¿En
qué momento nos convertimos en fieles aduladores del dinero que dejaron de
creer en el amor? No soy defensora del amor romántico (aunque fantaseé con
algunas aspiraciones de dulce felicidad rosada), pero defiendo el amor como
causa y como la vía más viable para lograr una existencia apacible en donde
reine la tolerancia. La empatía es el primer paso para reconstruir este mundo
que se nos hunde, cada día, un poco más. Pero, ¿cómo sentir empatía por alguien
sino somos capaces de amar lo intangible?
Me
horroriza la gente que le profesa amor y fidelidad a una marca pero es incapaz
de sentir compasión por los pueblos que sufren los estragos de la guerra, las
minorías que son aplastadas y relegadas sin consideración alguna, por ese ex compañero
de clase que vive en una perpetua esclavitud moderna o por esa vecina que siempre
busca sacar plática porque en su casa nadie la escucha.
No
se trata de filosofar acerca de qué es el amor. Se trata de practicarlo como
una lógica humana, desinteresada, basada en un principio muy sencillo: nuestras
acciones repercuten directamente sobre el mundo que nos vio nacer. Es simple.

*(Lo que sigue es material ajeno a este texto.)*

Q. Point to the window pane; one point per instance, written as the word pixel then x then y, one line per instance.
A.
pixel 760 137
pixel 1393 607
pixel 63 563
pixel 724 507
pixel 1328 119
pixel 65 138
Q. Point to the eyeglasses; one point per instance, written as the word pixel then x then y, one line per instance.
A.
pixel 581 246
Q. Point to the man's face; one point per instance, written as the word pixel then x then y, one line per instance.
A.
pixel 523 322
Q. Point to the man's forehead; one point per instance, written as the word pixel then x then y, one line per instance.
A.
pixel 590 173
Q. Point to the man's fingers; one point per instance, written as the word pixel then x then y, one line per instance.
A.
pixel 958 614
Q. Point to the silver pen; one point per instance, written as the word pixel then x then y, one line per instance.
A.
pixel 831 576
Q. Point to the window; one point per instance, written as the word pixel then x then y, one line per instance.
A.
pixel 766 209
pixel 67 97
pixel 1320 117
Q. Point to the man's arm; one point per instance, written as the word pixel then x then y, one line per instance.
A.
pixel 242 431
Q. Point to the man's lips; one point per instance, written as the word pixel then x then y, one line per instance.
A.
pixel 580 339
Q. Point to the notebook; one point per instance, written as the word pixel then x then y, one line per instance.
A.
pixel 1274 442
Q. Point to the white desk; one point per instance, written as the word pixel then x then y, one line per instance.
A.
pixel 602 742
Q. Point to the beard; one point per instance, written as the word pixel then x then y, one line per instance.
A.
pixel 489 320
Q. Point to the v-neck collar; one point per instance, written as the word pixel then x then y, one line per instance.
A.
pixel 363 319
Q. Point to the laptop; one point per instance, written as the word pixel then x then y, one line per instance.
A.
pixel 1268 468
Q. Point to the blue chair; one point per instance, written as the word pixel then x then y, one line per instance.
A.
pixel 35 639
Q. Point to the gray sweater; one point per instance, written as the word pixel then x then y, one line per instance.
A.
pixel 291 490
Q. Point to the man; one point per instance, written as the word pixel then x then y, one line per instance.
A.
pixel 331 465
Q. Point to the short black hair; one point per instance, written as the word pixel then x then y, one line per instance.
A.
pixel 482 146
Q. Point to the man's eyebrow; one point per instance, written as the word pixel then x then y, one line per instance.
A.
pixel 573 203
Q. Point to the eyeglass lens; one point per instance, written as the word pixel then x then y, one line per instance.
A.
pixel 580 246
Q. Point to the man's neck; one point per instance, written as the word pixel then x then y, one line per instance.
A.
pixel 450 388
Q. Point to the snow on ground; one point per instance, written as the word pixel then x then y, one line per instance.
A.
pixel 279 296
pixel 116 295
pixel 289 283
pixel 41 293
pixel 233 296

Así como el odio se propaga, el amor también se multiplica y, carajo, ¡a todos
nos conviene ser felices! Después de todo, eso es lo que todos anhelamos,
entonces, ¿qué nos detiene?, ¿por qué no construimos amores alrededor de
nuestros semejantes?, ¿por qué nos inventamos tantas barreras?, ¿por qué parece
que somos tan diferentes si en el fondo todos somos seres humanos que desean
vivir plenamente?
Todos,
hijos de esta bendita tierra. Luces extraviadas en uno de tantos planetas que
llegarán a extinguirse. El mundo parece gigante y nos han hecho creer que hay
motivos para temer de aquél cuya piel es oscura; juzgar a esa mujer con hijab; denigrar
a aquellos que no han recibido nada de esta sociedad más que explotación y
marginación y enjuiciar a los que piensan diametralmente opuesto a nosotros.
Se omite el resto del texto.